"Nazar" adalah seorang Muslim yang mewajibkan dirinya taat kepada Allah untuk mengerjakan suatu perbuatan yang tidak wajib sebelum ia ber"nazar", misalnya: "Demi Allah, wajib bagiku puasa hari tertentu, atau salat dua rakaat."
Diizinkan "nazar" secara mutlak dengan maksud mencari keridhaan Allah, seperti "nazar" untuk melakukan salat, puasa ataupun sedekah. "Nazar" tersebut wajib dipenuhi.

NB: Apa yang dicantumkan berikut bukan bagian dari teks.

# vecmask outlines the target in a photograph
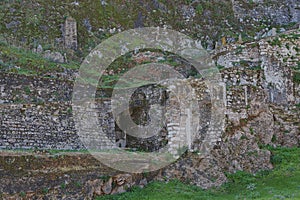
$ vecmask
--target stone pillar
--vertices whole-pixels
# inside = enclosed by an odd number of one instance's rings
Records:
[[[64,25],[64,46],[68,49],[76,50],[77,42],[77,23],[72,17],[68,17]]]

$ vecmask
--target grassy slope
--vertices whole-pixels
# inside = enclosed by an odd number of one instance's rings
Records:
[[[179,181],[152,182],[144,189],[97,199],[300,199],[300,148],[270,150],[274,170],[228,174],[221,188],[205,191]]]

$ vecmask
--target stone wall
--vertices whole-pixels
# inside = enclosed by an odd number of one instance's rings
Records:
[[[99,126],[115,138],[110,101],[99,100],[95,108]],[[84,149],[76,134],[70,102],[1,104],[0,149]],[[106,148],[103,137],[101,146]]]

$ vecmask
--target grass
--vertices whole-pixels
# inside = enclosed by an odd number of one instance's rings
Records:
[[[178,180],[155,181],[144,189],[134,187],[127,193],[96,199],[300,199],[300,148],[268,149],[274,170],[227,174],[228,182],[220,188],[203,190]]]

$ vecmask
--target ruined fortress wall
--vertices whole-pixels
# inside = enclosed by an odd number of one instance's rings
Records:
[[[76,134],[72,87],[72,82],[1,73],[0,148],[85,148]],[[100,126],[114,138],[110,101],[98,99],[95,109]]]

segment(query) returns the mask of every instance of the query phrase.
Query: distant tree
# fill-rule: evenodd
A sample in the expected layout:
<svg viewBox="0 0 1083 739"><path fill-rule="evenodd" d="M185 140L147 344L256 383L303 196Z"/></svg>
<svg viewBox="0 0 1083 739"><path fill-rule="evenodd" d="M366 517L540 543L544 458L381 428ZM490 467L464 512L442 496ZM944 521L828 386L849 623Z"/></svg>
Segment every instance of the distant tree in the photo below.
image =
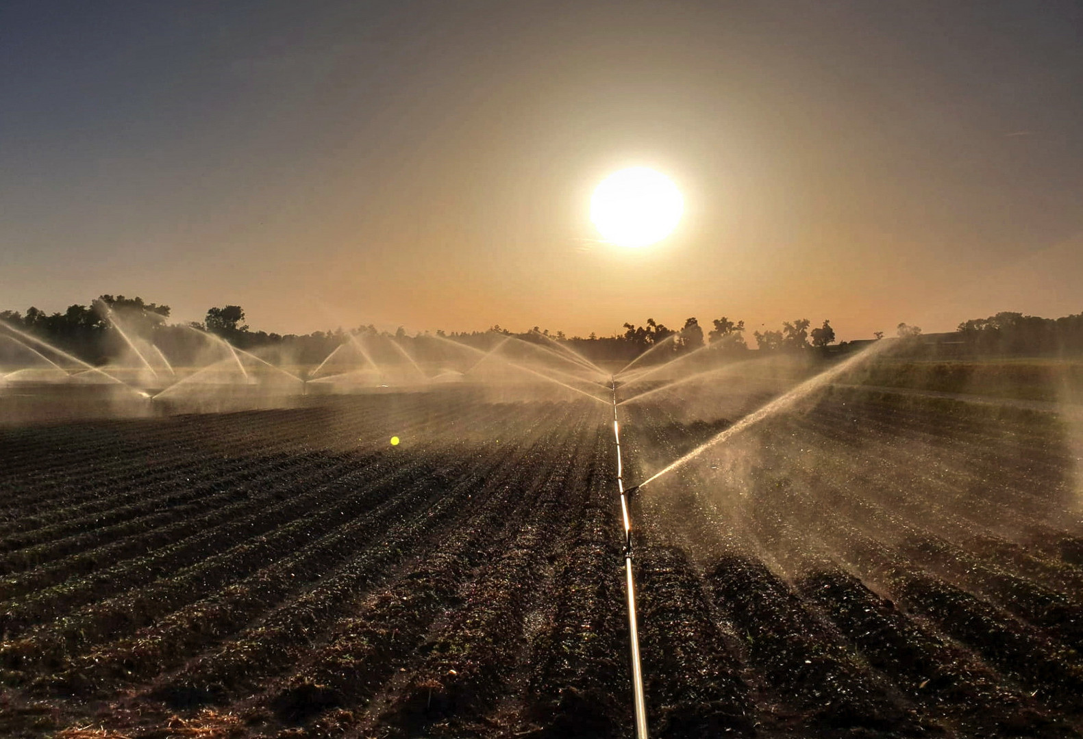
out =
<svg viewBox="0 0 1083 739"><path fill-rule="evenodd" d="M919 326L908 326L906 324L899 324L896 327L896 331L900 339L912 339L918 336L922 333L922 328Z"/></svg>
<svg viewBox="0 0 1083 739"><path fill-rule="evenodd" d="M835 329L831 328L831 322L824 318L823 326L812 329L812 345L826 346L835 341Z"/></svg>
<svg viewBox="0 0 1083 739"><path fill-rule="evenodd" d="M726 316L715 318L715 328L707 334L710 345L723 352L731 349L746 349L748 345L744 341L744 321L733 322Z"/></svg>
<svg viewBox="0 0 1083 739"><path fill-rule="evenodd" d="M805 349L809 346L809 321L808 318L798 318L793 324L786 321L782 325L782 345L790 349Z"/></svg>
<svg viewBox="0 0 1083 739"><path fill-rule="evenodd" d="M756 339L756 346L764 352L774 352L782 347L783 336L782 331L754 331L753 336Z"/></svg>
<svg viewBox="0 0 1083 739"><path fill-rule="evenodd" d="M703 329L700 328L700 321L695 318L686 320L677 338L677 344L684 352L694 352L703 346Z"/></svg>
<svg viewBox="0 0 1083 739"><path fill-rule="evenodd" d="M113 311L133 311L138 313L153 313L169 318L169 306L157 303L144 303L142 298L125 298L123 295L99 295L99 301L107 305ZM96 301L95 301L96 302Z"/></svg>
<svg viewBox="0 0 1083 739"><path fill-rule="evenodd" d="M207 330L212 333L234 333L247 331L245 311L239 305L226 305L224 308L211 308L207 312Z"/></svg>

Dimakruhkan (kurang disenangi) "nazar" yang dikaitkan dengan sesuatu, misalnya seseorang mengatakan: "Jika Allah menyembuhkan sakutku, maka aku akan berpuasa hari anu, atau aku akan bersedekah sekian." Hal ini sejalan dengan pernyataan Ibn Umar, dalam Hadits Riwayat Muttafaq 'alaih:
"Rasulullah melarang "nazar", dan ia berkata: Sesungguhnya "nazar" itu tidak bisa menolak sesuatu, dan esungguhnya dengan "nazar" dikeluarkan harta orang yang kikir."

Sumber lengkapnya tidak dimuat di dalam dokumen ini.